Many moons ago, I wrote a quick tutorial on making baby bibs from a commercial pattern and terrycloth. Recently I had reason to use that tutorial, to make gifts for friends who’d had a baby Christmas Day and another pair of friends who had a baby in early January. Here they are!

First, a stained-glass bib.

stained glass bib

For the same couple, an Irish bib with illuminated initial of the baby’s name, made from a St. Patrick’s Day guest towel.

monogram bib

For the couple with a sailing husband, a sailboat bib.

sailboat bib

The second bib for the same couple, with an Eire-loving wife, a Celtic shield knot.

celtic knot bib

When I went looking for a Celtic knot to applique on a bib, I did not expect to find one that was traditionally placed on children’s clothing to protect them, but that is exactly what I found!

The knot and letter are done in ribbon, hand-sewn in place with matching thread.
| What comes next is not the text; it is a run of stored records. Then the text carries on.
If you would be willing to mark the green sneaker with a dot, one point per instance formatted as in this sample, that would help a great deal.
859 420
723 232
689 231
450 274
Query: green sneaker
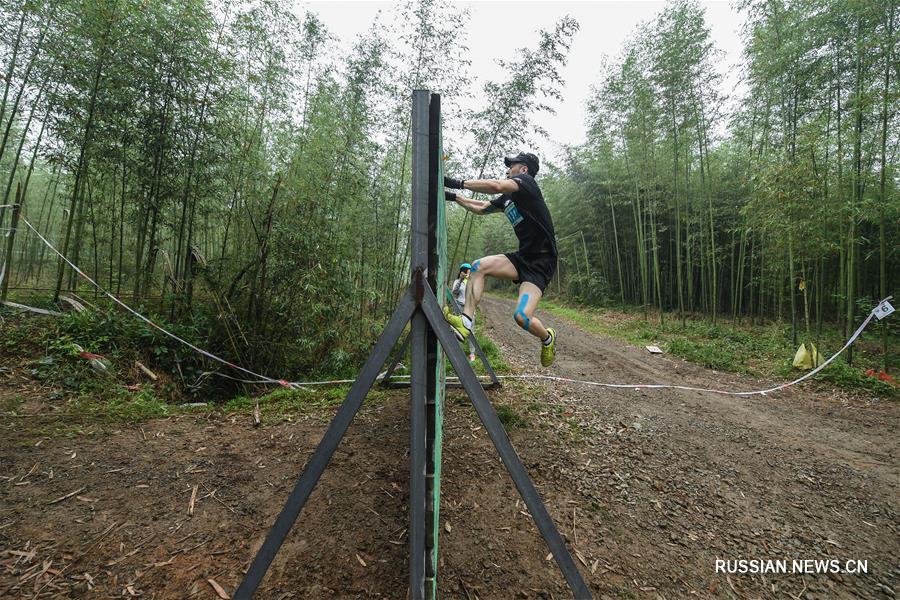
548 351
456 325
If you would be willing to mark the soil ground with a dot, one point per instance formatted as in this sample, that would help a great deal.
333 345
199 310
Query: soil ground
649 488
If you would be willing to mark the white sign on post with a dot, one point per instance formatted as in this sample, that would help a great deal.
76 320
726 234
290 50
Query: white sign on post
883 309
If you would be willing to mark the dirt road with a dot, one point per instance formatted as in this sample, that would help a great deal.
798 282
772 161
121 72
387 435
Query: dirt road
648 488
683 478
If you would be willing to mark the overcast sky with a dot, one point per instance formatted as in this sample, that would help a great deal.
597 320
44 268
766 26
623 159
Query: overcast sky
604 27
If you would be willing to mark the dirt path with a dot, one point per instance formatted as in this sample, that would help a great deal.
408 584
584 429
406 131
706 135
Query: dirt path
648 488
690 477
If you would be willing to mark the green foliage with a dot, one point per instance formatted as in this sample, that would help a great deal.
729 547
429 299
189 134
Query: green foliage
759 351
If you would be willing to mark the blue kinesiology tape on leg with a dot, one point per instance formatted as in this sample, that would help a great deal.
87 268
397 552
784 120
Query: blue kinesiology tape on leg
520 312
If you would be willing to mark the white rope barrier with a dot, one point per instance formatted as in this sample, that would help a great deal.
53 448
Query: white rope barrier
881 310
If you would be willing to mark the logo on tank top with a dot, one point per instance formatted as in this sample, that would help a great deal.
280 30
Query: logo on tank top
512 213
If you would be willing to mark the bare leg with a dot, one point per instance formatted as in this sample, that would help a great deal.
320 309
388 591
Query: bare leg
498 266
529 296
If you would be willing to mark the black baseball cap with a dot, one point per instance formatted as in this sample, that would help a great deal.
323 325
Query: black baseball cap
526 158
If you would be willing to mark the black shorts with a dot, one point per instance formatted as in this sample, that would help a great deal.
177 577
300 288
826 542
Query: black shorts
534 268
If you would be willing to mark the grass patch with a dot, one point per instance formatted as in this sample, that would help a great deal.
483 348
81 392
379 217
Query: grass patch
756 350
284 404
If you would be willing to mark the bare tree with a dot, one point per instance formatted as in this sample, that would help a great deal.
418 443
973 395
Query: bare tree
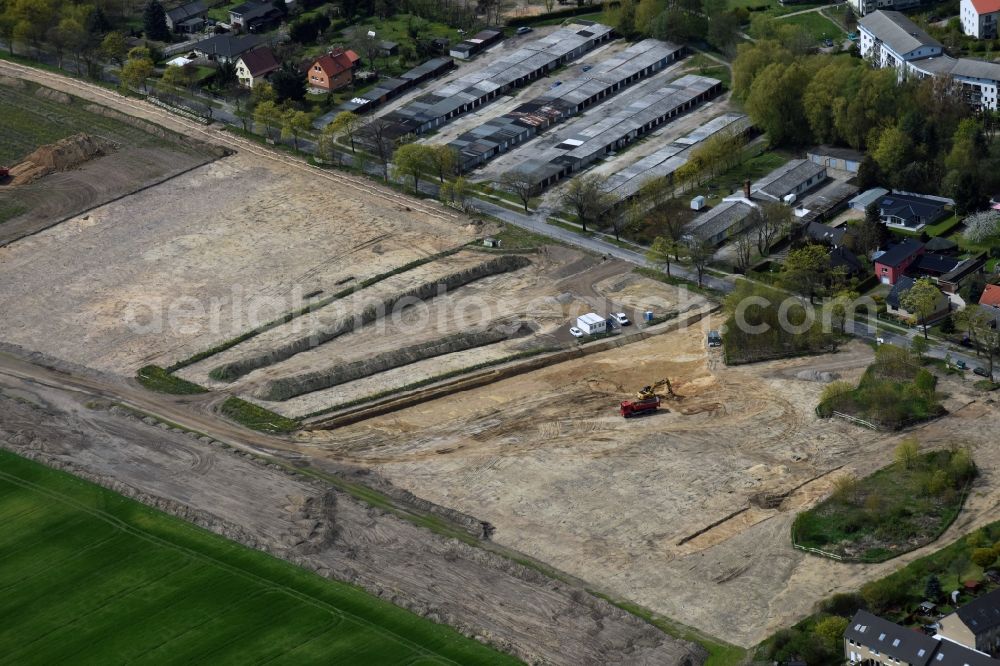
519 184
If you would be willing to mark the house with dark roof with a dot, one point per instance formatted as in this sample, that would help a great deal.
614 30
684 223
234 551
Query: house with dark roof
254 16
891 265
894 304
226 48
333 70
976 624
187 18
255 66
873 641
912 211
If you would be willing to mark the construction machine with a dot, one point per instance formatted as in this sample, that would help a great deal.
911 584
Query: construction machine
647 400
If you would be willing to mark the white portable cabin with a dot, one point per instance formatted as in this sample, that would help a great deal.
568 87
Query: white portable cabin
592 323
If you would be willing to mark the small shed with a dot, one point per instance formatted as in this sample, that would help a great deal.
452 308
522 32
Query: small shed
592 323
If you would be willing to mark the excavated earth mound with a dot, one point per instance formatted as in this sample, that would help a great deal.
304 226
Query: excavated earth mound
62 155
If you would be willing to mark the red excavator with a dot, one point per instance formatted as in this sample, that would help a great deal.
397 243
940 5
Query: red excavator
647 400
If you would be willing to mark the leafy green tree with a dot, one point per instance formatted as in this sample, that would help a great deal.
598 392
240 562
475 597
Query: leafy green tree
922 300
154 22
805 269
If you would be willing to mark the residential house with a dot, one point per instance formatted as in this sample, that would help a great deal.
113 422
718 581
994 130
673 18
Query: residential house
226 48
731 216
254 16
891 265
818 232
187 18
890 39
979 18
976 624
867 198
255 66
873 641
333 70
789 181
895 306
913 212
841 159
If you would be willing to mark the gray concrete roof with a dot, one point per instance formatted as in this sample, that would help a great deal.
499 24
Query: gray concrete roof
897 31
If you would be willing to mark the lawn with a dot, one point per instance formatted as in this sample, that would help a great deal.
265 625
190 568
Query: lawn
30 121
895 510
92 577
817 25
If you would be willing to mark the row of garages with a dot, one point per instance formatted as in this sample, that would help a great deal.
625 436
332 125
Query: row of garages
467 93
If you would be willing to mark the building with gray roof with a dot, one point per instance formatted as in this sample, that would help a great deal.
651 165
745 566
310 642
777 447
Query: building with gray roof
514 70
498 135
587 139
731 216
890 39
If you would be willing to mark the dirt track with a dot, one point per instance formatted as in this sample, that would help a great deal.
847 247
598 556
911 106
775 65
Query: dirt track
483 594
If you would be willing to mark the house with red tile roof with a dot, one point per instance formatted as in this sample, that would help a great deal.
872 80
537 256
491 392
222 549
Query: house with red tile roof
979 18
333 70
991 296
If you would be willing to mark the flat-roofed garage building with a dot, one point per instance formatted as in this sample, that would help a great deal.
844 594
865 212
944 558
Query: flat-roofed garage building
584 141
471 91
498 135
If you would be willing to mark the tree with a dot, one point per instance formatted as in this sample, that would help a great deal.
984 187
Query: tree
294 124
445 160
983 557
347 123
982 227
114 48
700 253
661 251
907 452
585 196
922 300
136 71
932 589
288 83
154 22
520 184
805 269
415 161
267 114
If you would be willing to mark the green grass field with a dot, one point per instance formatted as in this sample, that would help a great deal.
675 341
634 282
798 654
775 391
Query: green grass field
30 121
89 576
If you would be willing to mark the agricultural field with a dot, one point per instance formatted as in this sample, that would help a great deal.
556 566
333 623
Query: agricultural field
35 116
90 575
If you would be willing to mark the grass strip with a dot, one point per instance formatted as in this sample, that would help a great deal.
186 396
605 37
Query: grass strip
158 379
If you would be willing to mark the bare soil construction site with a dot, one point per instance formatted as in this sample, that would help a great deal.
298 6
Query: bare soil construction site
685 512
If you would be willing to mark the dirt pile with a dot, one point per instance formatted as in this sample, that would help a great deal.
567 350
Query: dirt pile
232 371
62 155
286 388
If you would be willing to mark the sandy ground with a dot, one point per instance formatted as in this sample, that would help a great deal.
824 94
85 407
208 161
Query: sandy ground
177 268
486 596
546 459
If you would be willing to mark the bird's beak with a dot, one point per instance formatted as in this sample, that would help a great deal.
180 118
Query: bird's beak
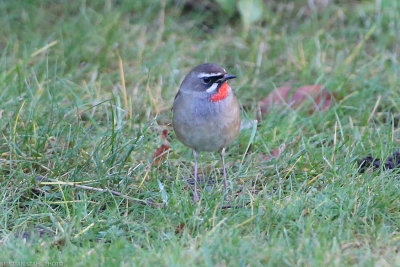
227 77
I formed the knot on a life-size paper printout of a photo of such a knot (in that case engraved on a button), pinning it first to the paper and then pinning each intersection and fold to itself. I unpinned it from the paper, lifted it over to the bib, adjusted it and centered it as best I could, and pinned it down. Periodically I repinned it, trying to minimize the number of pins used so there would be less for the sewing thread to catch on. It took a very long time. The letter T was formed directly on the bib and stitched down with somewhat less care than the knot, and then embroidered over to give it a medieval illuminated look.

The stained-glass bib was made by piecing strips and squares of terrycloth over the paper pattern, zigzagging them together, and then cutting out the bib and zigzagging the edge. After it went through the wash I had to darn one part of it that has started pulling apart. The heart on the T bib and the sailboat were both made by appliqueing terrycloth shapes with a zigzag stitch; the sailboat has additional details (lines and mast) made just with stitching.